I realize most shooters aren’t engineers or math nerds. Many people have an uncomfortable relationship with math and aren’t impressed with fancy formulas. However, statistics and probability are insanely applicable when it comes to long-range shooting in particular. Understanding just a few basics can help you gain actionable insight and put more rounds on target. Venturing beyond “average” and “extreme spread” will lead to better decisions.

I have spent an absurd amount of time arduously crafting this article with the math-averse shooter in mind. I pulled from a dozen books, white papers, magazine articles, and other sources on the subject (see works cited) to deliver a comprehensive, but approachable, overview of the most relevant aspects for fellow shooters. I literally spent months trying to make this content simple and balanced because I firmly believe this can help a lot of shooters once they wrap their heads around a few basics.

Predicting the Future

“Each time you pull the trigger, the bullet chooses a single outcome from infinite possibilities based on countless random factors. Without a time machine, you can never know exactly where the next bullet will go. However, you can predict the most likely outcome, and precisely describe the chances of it being high or low, left or right, fast or slow. Many people shy away from statistics because, well, math. It seems complicated and unnecessary. On the contrary. It is a way of thinking that hones your intuition and helps you make better decisions. … Just by understanding the relationship between a sample and a population, you can learn how to predict the future.” – Adam MacDonald, Statistics for Shooters

Often as shooters, we use stats to make some kind of comparison or decision. Here are two simple examples:

  1. Fred has a big hunt coming up, so he bought 3 different kinds of factory ammo to see which groups best from his rifle.
  2. Sam is a competitive long-range shooter and reloader, and he tried several different powder weights to find the one that produces the most consistent velocity.

In both of those examples, the shooter is trying to make an informed, data-driven decision. Fred and Sam will both fire a bunch of rounds during a practice session at the range and use the results to decide what they’ll use in the future. But what Fred and Sam measure in the practice session isn’t what they actually care about. What really matters to them is what happens in the big hunt or the upcoming competition. Whether they realize it or not, both are collecting a sample of data and using that to predict the future performance of their rifle/ammo. Let’s say Fred fires a 3-shot group from each box of ammo, and the extreme spreads of those groups measured 0.54, 0.57, and 0.94 inches. He should just go with the smallest, right? Does he need to fire more shots? How can he know he’s making the right choice? Those are questions statistics can help answer.
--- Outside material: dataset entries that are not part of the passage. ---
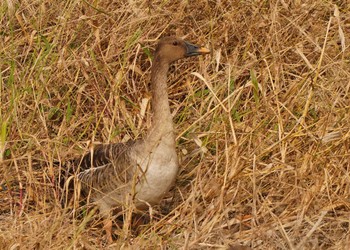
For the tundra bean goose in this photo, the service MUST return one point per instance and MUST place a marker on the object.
(144, 169)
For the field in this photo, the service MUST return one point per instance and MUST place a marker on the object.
(262, 123)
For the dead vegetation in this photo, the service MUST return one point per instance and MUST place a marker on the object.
(263, 122)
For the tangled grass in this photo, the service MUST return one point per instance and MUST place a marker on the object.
(262, 124)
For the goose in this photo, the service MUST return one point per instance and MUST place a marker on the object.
(143, 169)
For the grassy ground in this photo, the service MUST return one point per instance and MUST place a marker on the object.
(262, 124)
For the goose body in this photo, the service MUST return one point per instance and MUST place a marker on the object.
(145, 169)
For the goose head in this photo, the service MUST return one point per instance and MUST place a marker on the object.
(171, 49)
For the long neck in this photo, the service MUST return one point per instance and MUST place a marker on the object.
(162, 124)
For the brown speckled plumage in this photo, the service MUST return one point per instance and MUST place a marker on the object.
(144, 169)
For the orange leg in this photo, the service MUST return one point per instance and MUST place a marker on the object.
(108, 228)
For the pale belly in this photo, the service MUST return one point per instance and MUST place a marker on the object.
(159, 171)
(154, 175)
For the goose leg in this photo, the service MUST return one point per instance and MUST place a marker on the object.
(108, 228)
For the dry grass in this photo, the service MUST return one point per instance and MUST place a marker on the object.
(263, 123)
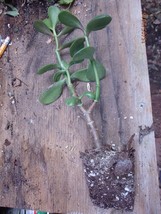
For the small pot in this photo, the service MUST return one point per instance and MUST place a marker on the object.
(110, 177)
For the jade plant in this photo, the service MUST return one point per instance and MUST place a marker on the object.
(79, 50)
(109, 172)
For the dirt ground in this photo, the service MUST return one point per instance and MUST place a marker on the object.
(152, 23)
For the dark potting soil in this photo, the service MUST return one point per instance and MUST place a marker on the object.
(110, 177)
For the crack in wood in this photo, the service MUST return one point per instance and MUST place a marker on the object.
(145, 131)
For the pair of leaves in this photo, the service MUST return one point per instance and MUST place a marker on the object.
(13, 12)
(46, 68)
(66, 1)
(88, 75)
(52, 93)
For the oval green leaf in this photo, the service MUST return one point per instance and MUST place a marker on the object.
(53, 13)
(77, 45)
(80, 75)
(41, 27)
(65, 1)
(46, 68)
(57, 75)
(66, 45)
(85, 53)
(100, 70)
(69, 19)
(66, 30)
(73, 101)
(53, 93)
(89, 94)
(98, 23)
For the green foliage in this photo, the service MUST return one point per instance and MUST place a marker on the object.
(79, 49)
(100, 70)
(48, 23)
(13, 10)
(77, 45)
(80, 75)
(84, 53)
(66, 1)
(98, 23)
(53, 13)
(66, 30)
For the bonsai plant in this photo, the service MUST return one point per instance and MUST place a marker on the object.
(109, 172)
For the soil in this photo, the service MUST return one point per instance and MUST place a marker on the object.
(110, 178)
(115, 185)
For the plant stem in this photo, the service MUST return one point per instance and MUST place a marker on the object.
(69, 83)
(86, 112)
(95, 72)
(91, 124)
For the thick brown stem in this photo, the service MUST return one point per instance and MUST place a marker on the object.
(91, 124)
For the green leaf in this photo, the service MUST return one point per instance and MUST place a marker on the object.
(66, 45)
(80, 75)
(77, 45)
(73, 101)
(57, 75)
(66, 30)
(42, 28)
(53, 13)
(89, 94)
(53, 93)
(85, 53)
(100, 70)
(65, 1)
(48, 23)
(98, 23)
(69, 19)
(13, 12)
(47, 68)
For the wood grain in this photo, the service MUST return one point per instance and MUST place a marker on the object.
(40, 166)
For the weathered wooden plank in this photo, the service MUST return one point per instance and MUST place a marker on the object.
(39, 162)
The Plan for This “Statistics For Shooters” Series

I plan to publish 3 articles focused on how stats can help us as shooters in a way that is practical and applicable. There will be one article focused on helping us make better decisions related to these common applications:

  1. Quantifying muzzle velocity consistency: Gaining insight to minimize our shot-to-shot variation in velocity
  2. Quantifying group dispersion: Making better decisions when it comes to precision and how small our groups are

This article will lay a foundation that we’ll use in the others. So let’s dive into some important basics.

Descriptive Statistics: The Good & The Bad

When we talk about our average muzzle velocity or the extreme spread of a group, both of those are descriptive statistics. So is a baseball player’s batting average or an NFL passer rating. Sports fans use descriptive statistics in everyday conversation. How good of a baseball player was Mickey Mantle? He was a career .298 hitter. To a baseball fan, that is a meaningful statement and is remarkable because that tiny statement encapsulates an 18-season career with over 8,000 at-bats.

Descriptive statistics are very good at summing up a jumble of data, like 18 seasons of baseball or a 10-shot group, and boiling it down to a single number. They give us a manageable and meaningful summary of some underlying phenomenon. The bad news is any simplification invites abuse. Descriptive statistics can be like online dating profiles: technically accurate and yet pretty darn misleading! Descriptive statistics exist to simplify, which always implies some loss of detail or nuance. So here is a very important point: An over-reliance on any descriptive statistic can lead to misleading conclusions.

Even under the best circumstances, statistical analysis rarely unveils “the truth.” Statistics can help us make more informed decisions, but I’ll caution that some professional skepticism is appropriate when it comes to statistics. That is why smart and honest people will often disagree about what the data is trying to tell us. “Lies, damned lies, and statistics” is a common phrase describing the persuasive power of numbers. The reality is you can lie with statistics – or you can make inadvertent errors. In either case, the mathematical precision attached to statistical analysis can dress up some serious nonsense.

What Is the “Middle”?

We use averages all the time, right? Average is one of the most common descriptive statistics, which is easy to understand and helpful – but sometimes average can be deceptive. Here is a great story that illustrates the point, which is from Naked Statistics by Charles Wheelan:


10 guys are sitting in a middle-class bar in Seattle, and each of them earns $35,000 a year. That means the average annual income for the group is $35,000. Bill Gates then walks into the bar, and let’s say his annual income is $1 billion. When Bill sits down on the 11th stool, the average income rises to around $91 million. Obviously, the original 10 drinkers aren’t any richer. If we described the patrons of this bar as having an average annual income of $91 million, that statement would be both statistically correct and grossly misleading. This isn’t a bar where multimillionaires hang out; it’s a bar where a bunch of guys with relatively low incomes happen to be sitting next to Bill Gates.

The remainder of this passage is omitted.